I am trying to load a large-ish csv file into a SQL lite database using the RSQLite package (I have also tried the sqldf package). The file contains all UK postcodes and a variety of lookup values for them.
I wanted to avoid loading it into R and just directly load it into the database. Whilst this is not strictly necessary for this task, I want to do so in order to have the technique ready for larger files which won't fit in memory should I have to handle them in the future.
Unfortunately the csv is provided with the values in double quotes and the dbWriteTable function doesn't seem able to strip them or ignore them in any form. Here is the download location of the file: http://ons.maps.arcgis.com/home/item.html?id=3548d835cff740de83b527429fe23ee0
Here is my code:
# Load library
library("RSQLite")
# Create a temporary directory
tmpdir <- tempdir()
# Set the file name
file <- "data\\ONSPD_MAY_2017_UK.zip"
# Unzip the ONS Postcode Data file
unzip(file, exdir = tmpdir )
# Create a path pointing at the unzipped csv file
ONSPD_path <- paste0(tmpdir,"\\ONSPD_MAY_2017_UK.csv")

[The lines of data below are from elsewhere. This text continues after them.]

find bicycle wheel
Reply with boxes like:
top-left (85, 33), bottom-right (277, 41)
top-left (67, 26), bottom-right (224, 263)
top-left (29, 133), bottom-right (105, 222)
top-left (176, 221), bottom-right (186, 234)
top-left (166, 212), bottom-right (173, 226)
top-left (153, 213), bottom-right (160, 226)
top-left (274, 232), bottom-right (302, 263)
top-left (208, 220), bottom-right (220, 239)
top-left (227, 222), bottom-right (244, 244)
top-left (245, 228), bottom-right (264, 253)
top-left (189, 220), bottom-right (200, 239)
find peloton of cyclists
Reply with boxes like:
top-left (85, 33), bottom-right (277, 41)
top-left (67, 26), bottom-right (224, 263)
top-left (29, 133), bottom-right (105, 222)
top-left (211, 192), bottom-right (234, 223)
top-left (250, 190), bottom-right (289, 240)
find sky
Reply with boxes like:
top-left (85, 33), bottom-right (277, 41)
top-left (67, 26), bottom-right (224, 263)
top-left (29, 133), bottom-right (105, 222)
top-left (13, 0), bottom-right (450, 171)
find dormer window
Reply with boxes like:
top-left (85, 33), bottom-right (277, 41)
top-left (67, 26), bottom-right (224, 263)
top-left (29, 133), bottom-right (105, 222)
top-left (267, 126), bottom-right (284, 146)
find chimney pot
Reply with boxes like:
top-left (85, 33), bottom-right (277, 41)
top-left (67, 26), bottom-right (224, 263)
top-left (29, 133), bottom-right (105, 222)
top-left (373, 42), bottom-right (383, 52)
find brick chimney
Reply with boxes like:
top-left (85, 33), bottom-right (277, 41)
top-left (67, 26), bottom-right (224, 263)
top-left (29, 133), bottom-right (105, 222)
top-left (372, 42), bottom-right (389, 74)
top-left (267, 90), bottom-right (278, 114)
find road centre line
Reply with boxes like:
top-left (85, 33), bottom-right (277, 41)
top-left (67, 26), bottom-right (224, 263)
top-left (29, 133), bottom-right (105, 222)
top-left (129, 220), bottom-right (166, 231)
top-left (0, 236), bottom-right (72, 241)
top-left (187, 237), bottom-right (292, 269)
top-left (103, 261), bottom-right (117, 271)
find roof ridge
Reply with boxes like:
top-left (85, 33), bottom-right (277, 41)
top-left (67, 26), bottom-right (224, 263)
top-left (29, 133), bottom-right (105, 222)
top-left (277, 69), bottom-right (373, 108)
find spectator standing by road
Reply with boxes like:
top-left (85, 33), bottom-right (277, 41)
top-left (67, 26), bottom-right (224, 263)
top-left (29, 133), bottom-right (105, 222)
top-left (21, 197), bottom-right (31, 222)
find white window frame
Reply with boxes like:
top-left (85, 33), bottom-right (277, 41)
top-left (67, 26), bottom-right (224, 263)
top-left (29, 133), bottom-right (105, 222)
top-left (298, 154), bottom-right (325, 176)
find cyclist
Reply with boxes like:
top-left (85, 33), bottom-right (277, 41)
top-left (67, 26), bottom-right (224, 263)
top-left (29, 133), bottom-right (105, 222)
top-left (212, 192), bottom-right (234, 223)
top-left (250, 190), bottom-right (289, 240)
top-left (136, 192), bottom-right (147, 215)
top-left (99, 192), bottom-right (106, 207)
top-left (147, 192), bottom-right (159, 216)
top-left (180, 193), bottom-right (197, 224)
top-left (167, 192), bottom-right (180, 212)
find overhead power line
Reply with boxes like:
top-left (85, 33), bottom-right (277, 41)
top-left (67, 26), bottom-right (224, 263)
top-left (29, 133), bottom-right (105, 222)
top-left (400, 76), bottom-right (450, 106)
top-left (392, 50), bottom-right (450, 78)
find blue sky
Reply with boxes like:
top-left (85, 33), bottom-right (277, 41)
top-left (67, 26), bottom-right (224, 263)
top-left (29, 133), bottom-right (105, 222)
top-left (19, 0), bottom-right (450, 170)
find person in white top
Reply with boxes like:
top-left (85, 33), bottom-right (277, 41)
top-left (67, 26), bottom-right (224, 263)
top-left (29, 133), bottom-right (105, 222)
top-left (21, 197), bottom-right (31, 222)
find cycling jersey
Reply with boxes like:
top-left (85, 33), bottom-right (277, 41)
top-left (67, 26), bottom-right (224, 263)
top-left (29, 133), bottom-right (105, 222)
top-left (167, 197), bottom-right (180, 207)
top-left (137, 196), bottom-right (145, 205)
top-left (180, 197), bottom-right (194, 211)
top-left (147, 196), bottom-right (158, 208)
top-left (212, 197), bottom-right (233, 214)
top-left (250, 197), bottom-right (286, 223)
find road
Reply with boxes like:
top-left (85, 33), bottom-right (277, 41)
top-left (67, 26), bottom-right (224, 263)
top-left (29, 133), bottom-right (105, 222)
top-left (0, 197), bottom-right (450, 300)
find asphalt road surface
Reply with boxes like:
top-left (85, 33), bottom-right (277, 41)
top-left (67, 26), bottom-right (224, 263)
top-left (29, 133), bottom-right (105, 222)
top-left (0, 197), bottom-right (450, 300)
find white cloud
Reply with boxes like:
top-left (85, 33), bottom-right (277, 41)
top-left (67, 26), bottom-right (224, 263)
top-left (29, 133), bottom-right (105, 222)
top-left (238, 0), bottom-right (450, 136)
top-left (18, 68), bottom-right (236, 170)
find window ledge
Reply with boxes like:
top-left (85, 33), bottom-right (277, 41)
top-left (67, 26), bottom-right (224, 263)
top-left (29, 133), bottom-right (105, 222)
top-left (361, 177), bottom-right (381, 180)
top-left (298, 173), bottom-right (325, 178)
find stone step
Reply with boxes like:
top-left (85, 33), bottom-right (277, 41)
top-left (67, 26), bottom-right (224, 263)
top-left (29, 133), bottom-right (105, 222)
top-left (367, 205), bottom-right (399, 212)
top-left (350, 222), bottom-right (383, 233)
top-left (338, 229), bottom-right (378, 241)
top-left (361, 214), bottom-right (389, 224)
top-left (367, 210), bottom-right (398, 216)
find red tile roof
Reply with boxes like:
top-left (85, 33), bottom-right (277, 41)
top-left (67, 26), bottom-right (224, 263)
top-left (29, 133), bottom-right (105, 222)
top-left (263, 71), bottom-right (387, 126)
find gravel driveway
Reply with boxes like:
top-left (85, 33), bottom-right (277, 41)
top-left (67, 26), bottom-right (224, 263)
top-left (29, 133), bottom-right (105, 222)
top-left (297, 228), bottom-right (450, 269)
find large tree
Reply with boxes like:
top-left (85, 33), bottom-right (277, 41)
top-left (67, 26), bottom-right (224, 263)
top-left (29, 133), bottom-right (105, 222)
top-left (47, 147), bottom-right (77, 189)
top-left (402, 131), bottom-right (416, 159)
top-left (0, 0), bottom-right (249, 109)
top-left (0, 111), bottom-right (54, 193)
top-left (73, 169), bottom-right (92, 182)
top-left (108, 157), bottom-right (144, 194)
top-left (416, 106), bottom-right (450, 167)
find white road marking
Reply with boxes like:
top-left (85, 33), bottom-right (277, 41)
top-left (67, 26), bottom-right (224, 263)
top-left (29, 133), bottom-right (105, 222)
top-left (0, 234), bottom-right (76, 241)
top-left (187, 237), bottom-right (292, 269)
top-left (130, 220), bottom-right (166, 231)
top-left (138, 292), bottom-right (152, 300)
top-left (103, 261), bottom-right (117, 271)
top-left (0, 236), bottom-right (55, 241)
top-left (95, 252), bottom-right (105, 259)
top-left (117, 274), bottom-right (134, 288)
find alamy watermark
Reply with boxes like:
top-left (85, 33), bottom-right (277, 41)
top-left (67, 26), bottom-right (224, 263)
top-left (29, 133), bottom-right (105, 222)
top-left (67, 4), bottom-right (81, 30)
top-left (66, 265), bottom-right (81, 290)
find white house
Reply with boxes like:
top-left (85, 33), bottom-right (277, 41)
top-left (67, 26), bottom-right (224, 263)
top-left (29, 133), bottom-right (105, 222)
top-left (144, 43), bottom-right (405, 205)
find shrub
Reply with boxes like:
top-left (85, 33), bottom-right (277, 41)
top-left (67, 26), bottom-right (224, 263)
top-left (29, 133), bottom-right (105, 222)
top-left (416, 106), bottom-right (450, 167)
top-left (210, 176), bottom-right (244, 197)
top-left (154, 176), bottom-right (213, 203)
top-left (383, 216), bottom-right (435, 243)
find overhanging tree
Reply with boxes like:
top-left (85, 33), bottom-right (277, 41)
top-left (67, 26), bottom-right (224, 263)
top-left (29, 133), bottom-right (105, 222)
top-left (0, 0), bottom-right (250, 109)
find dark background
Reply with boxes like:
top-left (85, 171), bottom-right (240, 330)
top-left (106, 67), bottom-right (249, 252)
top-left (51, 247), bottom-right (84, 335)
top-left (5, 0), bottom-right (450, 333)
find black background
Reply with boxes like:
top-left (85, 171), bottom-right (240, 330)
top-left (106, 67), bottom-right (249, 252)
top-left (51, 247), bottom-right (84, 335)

# Create a SQL Lite database connection
db_connection <- dbConnect(SQLite(), dbname="ons_lkp_db")
# Now load the data into our SQL lite database
dbWriteTable(conn = db_connection,
name = "ONS_PD",
value = ONSPD_path,
row.names = FALSE,
header = TRUE,
overwrite = TRUE
)
# Check the data upload
dbListTables(db_connection)
dbGetQuery(db_connection,"SELECT pcd, pcd2, pcds from ONS_PD LIMIT 20")
Having hit this issue, I found a reference tutorial (https://www.r-bloggers.com/r-and-sqlite-part-1/) which recommended using the sqldf package but unfortunately when I try to use the relevant function in sqldf (read.csv.sql) then I get the same issue with double quotes.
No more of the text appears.